Myerscough and Bilsborrow (/ˈmaɪərskoʊ...ˈbɪlzbʌrə/) is a civil parish in the Borough of Wyre in Lancashire, England. It was formed on 1 April 2003 as a merger of the former parishes of Bilsborrow and Myerscough, and lies on the eastern border of the Fylde plain. In 2011 the parish had a population of 1,301.

The largest settlement is the village of Bilsborrow. The hamlet of Brock is immediately to the north of Bilsborrow, and the hamlet of Myerscough lies about a mile (2 km) to the west of Bilsborrow. The River Brock flows east-to-west along the northern border of the former Bilsborrow parish and through the former Myerscough parish.

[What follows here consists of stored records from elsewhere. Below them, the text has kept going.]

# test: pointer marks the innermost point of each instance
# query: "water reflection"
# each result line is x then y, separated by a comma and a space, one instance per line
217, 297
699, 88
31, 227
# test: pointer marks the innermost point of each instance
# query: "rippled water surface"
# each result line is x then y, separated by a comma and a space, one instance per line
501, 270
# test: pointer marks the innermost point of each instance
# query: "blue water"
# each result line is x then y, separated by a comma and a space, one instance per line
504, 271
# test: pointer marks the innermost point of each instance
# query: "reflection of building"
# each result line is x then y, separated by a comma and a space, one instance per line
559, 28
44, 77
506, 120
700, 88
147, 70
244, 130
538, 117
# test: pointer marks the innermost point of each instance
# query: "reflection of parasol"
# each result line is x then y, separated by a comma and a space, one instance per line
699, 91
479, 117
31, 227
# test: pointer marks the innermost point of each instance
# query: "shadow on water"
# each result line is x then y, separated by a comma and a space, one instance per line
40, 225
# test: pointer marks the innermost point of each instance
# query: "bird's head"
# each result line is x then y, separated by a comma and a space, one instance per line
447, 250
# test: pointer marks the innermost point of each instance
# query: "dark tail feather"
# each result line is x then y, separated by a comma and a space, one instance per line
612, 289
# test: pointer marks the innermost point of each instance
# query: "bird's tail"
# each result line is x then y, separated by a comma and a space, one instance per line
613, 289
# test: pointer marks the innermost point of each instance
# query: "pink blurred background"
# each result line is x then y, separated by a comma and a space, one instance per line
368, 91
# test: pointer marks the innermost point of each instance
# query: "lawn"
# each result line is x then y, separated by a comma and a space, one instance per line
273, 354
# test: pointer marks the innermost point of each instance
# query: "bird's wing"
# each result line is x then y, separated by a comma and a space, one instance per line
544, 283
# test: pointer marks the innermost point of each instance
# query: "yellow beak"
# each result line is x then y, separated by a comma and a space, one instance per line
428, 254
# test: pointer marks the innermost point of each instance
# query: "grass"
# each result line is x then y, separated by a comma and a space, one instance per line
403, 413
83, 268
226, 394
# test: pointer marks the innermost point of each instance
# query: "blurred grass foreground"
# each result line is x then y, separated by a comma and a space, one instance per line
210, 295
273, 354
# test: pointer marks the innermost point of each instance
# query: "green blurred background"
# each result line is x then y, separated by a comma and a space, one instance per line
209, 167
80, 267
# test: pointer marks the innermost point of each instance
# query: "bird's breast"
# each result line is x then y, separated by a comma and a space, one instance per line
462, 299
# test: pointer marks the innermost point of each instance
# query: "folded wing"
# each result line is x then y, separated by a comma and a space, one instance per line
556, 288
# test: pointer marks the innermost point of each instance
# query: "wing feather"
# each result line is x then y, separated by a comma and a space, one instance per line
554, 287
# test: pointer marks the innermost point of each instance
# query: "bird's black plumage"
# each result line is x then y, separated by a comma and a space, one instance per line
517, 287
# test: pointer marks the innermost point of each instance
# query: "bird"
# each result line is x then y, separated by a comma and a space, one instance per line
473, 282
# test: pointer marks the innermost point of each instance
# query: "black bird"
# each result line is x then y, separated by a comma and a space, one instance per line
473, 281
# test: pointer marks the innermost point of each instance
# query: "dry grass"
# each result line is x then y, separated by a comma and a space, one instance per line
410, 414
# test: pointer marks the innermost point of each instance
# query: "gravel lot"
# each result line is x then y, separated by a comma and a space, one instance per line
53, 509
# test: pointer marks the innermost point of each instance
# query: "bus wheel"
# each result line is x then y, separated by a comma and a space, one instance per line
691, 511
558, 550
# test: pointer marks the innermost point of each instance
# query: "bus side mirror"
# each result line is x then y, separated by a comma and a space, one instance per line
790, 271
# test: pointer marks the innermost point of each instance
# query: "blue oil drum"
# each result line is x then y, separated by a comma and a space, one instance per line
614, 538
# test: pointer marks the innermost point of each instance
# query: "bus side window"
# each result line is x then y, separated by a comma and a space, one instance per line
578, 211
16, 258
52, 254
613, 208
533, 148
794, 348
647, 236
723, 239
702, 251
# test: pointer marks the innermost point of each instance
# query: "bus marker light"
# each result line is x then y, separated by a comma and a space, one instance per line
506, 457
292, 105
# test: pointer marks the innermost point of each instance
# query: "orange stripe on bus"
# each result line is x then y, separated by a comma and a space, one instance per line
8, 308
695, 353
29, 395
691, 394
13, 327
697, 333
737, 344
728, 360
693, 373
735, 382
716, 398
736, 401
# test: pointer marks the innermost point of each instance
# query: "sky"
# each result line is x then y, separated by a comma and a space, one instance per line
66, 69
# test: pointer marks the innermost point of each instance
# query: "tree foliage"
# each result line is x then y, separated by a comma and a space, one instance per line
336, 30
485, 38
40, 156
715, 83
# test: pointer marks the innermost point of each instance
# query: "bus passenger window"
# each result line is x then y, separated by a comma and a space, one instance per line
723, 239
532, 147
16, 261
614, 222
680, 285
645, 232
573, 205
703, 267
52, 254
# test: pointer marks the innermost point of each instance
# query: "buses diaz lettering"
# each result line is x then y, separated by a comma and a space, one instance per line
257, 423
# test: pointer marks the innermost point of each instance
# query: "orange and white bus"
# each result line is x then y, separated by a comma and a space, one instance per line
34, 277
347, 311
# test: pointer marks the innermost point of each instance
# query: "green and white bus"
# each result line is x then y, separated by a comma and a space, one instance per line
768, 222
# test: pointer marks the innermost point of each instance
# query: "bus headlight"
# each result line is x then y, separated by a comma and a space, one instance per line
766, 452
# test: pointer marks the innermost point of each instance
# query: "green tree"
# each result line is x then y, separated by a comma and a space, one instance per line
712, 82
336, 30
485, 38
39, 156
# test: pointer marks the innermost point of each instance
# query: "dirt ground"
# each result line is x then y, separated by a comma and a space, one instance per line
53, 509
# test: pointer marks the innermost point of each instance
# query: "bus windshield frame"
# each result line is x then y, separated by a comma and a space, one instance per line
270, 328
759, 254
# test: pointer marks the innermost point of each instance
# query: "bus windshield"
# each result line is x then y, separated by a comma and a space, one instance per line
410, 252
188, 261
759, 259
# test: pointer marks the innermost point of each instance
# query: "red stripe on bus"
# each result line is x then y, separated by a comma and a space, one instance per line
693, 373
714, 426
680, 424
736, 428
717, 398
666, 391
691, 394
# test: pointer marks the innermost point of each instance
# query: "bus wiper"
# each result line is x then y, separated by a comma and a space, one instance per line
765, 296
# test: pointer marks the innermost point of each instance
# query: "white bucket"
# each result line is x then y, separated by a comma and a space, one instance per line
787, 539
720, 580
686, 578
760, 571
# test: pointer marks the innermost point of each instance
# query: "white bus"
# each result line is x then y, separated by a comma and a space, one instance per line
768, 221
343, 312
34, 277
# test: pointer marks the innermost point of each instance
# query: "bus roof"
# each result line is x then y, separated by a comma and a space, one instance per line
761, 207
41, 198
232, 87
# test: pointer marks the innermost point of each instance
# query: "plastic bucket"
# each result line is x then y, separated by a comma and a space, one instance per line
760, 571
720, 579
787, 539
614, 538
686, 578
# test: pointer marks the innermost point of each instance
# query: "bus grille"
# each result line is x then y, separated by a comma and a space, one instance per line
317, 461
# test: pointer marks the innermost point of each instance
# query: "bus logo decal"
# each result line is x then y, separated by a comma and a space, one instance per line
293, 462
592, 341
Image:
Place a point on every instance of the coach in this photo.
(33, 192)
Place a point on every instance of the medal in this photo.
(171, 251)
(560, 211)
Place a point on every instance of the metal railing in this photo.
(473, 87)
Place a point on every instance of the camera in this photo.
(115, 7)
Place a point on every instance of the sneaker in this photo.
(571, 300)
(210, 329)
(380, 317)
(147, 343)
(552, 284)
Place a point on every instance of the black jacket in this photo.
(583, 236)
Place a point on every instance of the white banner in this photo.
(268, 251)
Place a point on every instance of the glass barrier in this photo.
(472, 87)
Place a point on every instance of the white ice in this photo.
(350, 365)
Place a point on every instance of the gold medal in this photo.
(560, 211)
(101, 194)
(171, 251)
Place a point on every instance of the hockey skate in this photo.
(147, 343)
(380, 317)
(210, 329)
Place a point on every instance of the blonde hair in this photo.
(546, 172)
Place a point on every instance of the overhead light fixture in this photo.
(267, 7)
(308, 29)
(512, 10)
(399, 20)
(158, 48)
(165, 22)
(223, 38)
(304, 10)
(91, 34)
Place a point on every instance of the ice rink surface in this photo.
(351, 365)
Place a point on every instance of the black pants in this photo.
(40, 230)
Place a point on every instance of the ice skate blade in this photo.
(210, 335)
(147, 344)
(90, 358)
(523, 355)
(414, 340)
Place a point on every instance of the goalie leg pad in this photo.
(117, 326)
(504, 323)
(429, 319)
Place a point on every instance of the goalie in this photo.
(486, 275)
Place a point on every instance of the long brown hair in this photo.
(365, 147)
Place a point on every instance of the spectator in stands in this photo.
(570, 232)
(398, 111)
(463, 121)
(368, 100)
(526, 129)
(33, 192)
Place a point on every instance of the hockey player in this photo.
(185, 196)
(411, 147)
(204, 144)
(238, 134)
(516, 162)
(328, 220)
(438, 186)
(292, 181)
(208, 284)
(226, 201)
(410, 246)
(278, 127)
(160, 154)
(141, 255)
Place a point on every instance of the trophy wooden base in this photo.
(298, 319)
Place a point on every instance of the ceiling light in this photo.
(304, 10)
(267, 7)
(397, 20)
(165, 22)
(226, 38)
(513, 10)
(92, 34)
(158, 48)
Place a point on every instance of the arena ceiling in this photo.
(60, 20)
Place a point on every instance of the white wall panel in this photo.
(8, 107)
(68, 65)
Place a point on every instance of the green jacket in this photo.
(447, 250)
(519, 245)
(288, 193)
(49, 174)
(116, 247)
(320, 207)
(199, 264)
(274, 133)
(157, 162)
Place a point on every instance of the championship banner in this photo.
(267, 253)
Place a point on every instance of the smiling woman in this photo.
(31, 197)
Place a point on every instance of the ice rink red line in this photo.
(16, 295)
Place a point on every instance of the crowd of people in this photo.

The Lancaster Canal, West Coast Main Line, A6 road and M6 motorway all pass north-to-south through the parish. There are canal moorings at Bilsborrow, and a marina at the Barton Grange Garden Centre to the north. When the Lancaster and Preston Junction Railway opened in 1840, it built Roebuck railway station next to the village, but in 1849 it was replaced by Brock railway station, half-a-mile (1 km) to the north, which survived until 1939.

In 1969, the Lancashire School of Agriculture moved onto the site of Myerscough Hall, which was renamed Myerscough College in 1993.